Tropical cyclones churn the ocean surface with devastating winds, but scientists have now discovered something more subtle happening beneath the spray: they're reshaping how the sea absorbs and releases carbon. An international research team has found that these extreme storms currently push net carbon out of the ocean and into the atmosphere—but global warming could flip that entirely by 2035, with consequences far more troubling than the storms themselves.
The ocean already does heavy lifting for humanity, absorbing 20–30% of anthropogenic carbon emissions each year. Understanding how tropical cyclones fit into this equation matters enormously, yet their role has remained unclear until now. Led by researchers from China's National University of Defense Technology and institutions including the NSF National Center for Atmospheric Research and Germany's GEOMAR Helmholtz Centre, a new study published in Nature Geoscience synthesized decades of observations into a daily global air-sea CO2 flux dataset—overcoming the challenge of sparse measurements during and after storms.
The findings are striking. Between 1993 and 1997, tropical cyclones contributed roughly 16% of the global annual ocean carbon flux, acting as carbon sources that released the gas to the atmosphere. The strong winds over storm surge areas dramatically enhanced CO2 transfer from sea to air. Yet by 2016–2020, this fraction had plummeted to just 4.5%—a drop driven by an unexpected mechanism. As the ocean warms unevenly, the temperature difference between the surface and deeper waters sharpens. When tropical cyclones pass, they leave behind colder patches called "cold wakes" that now persist for weeks or longer. These cooler zones actually pull more carbon from the atmosphere into the sea, partly offsetting the carbon released by the initial wind-driven outgassing.
But the silver lining darkens further. If humanity maintains high levels of carbon dioxide emissions, the trend will reverse entirely around 2035. Tropical cyclones would shift from being carbon sources to carbon sinks—and that's actually the worse outcome. As the storms enhance ocean carbon uptake, they would accelerate ocean acidification, a chemical transformation that shrinks habitats and threatens marine life survival. The research team emphasizes that this scenario hinges on human choice: emission decisions made in the next decade will determine whether tropical cyclones remain carbon sources, stabilize, or become carbon sinks.

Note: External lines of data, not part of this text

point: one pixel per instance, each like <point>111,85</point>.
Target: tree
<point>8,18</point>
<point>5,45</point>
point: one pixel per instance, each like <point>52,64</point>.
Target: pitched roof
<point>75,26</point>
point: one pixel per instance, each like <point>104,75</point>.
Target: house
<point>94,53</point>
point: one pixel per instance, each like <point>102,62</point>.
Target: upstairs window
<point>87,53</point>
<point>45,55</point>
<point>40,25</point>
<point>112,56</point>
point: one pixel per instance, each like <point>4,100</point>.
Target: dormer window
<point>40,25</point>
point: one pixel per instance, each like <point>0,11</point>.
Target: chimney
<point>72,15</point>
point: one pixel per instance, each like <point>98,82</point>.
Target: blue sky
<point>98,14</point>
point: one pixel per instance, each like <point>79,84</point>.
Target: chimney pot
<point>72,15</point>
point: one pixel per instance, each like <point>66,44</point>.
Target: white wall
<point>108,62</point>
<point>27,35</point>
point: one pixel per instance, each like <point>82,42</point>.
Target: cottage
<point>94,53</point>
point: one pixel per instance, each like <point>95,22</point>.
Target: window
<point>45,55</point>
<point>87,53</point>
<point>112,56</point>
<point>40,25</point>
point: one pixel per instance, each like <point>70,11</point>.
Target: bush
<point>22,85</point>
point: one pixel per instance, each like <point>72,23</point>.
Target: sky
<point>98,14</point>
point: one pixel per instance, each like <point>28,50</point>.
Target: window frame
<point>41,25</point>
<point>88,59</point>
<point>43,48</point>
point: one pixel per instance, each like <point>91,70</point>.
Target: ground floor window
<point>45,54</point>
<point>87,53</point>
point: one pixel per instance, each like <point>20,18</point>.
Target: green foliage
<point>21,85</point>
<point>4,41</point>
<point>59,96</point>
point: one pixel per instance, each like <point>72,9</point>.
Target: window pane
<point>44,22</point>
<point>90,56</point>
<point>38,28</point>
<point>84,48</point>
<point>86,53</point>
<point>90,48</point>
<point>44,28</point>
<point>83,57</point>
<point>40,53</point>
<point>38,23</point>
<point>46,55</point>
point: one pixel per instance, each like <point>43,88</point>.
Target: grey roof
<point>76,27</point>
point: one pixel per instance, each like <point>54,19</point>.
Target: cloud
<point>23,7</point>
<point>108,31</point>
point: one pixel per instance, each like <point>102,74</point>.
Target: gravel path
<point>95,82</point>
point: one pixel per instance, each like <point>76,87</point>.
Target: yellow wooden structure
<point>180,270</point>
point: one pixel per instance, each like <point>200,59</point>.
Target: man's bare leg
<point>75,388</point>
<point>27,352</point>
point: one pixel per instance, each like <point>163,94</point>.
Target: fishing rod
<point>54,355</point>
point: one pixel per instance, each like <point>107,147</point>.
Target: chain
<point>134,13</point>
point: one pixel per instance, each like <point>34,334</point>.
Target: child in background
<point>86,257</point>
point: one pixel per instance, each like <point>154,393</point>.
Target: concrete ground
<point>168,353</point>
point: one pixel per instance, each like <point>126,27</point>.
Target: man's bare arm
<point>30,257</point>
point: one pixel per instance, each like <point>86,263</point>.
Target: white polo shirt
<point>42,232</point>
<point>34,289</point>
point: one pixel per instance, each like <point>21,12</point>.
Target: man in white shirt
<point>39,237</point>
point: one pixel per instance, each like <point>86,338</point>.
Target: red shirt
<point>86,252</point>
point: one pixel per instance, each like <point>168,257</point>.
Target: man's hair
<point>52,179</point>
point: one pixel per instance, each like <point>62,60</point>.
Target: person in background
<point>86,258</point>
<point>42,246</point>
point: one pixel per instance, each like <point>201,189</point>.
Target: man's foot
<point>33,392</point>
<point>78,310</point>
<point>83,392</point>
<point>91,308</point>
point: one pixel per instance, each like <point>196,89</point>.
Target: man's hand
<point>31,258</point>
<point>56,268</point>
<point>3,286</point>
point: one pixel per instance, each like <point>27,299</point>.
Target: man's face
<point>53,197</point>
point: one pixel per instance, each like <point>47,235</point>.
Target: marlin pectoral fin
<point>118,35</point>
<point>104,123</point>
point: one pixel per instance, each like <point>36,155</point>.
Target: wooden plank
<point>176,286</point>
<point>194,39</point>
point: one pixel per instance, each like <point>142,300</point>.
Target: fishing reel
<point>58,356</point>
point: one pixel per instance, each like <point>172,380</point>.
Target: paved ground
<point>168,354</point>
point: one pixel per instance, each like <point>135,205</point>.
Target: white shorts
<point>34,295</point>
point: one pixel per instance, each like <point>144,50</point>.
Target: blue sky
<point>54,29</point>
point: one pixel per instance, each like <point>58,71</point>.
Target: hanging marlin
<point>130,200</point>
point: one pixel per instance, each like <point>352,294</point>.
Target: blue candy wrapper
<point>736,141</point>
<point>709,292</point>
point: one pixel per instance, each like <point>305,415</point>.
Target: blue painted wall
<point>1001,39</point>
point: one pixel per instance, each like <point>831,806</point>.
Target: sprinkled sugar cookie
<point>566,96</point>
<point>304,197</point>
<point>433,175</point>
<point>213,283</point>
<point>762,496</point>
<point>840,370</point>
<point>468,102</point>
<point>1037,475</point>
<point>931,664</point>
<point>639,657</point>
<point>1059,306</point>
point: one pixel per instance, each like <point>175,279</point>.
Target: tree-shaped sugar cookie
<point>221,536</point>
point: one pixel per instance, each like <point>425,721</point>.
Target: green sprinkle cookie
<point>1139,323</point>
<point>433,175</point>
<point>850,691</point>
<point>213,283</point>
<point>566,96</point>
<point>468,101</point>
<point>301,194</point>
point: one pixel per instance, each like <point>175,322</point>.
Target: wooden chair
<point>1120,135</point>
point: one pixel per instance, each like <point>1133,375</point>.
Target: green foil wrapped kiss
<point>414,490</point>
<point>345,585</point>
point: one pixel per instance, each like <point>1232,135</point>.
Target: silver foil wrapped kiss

There is a narrowing window for prevention. If emissions are controlled immediately, the downward trend in cyclone-driven carbon outgassing would likely not reverse until the 2040s, and it would take until century's end for carbon uptake to return to current levels. The research reveals that tropical cyclones have contributed between 9% and 23% of ocean carbon outgassing in major basins since 1993, a contribution that has already halved within recent decades—not because storms weakened, but because the warming ocean itself changed how they interact with atmospheric gases.
"This work provides a sophisticated global air-sea carbon flux dataset, enabling exploration of the tropical cyclone contribution in the context of global warming," said Prof. Zhanhong Ma, a co-author from the National University of Defense Technology. The discovery clarifies a critical blind spot in climate science, showing that extreme weather and long-term warming are locked in a dangerous dance. The question now is whether humanity will step back from that dance before 2035.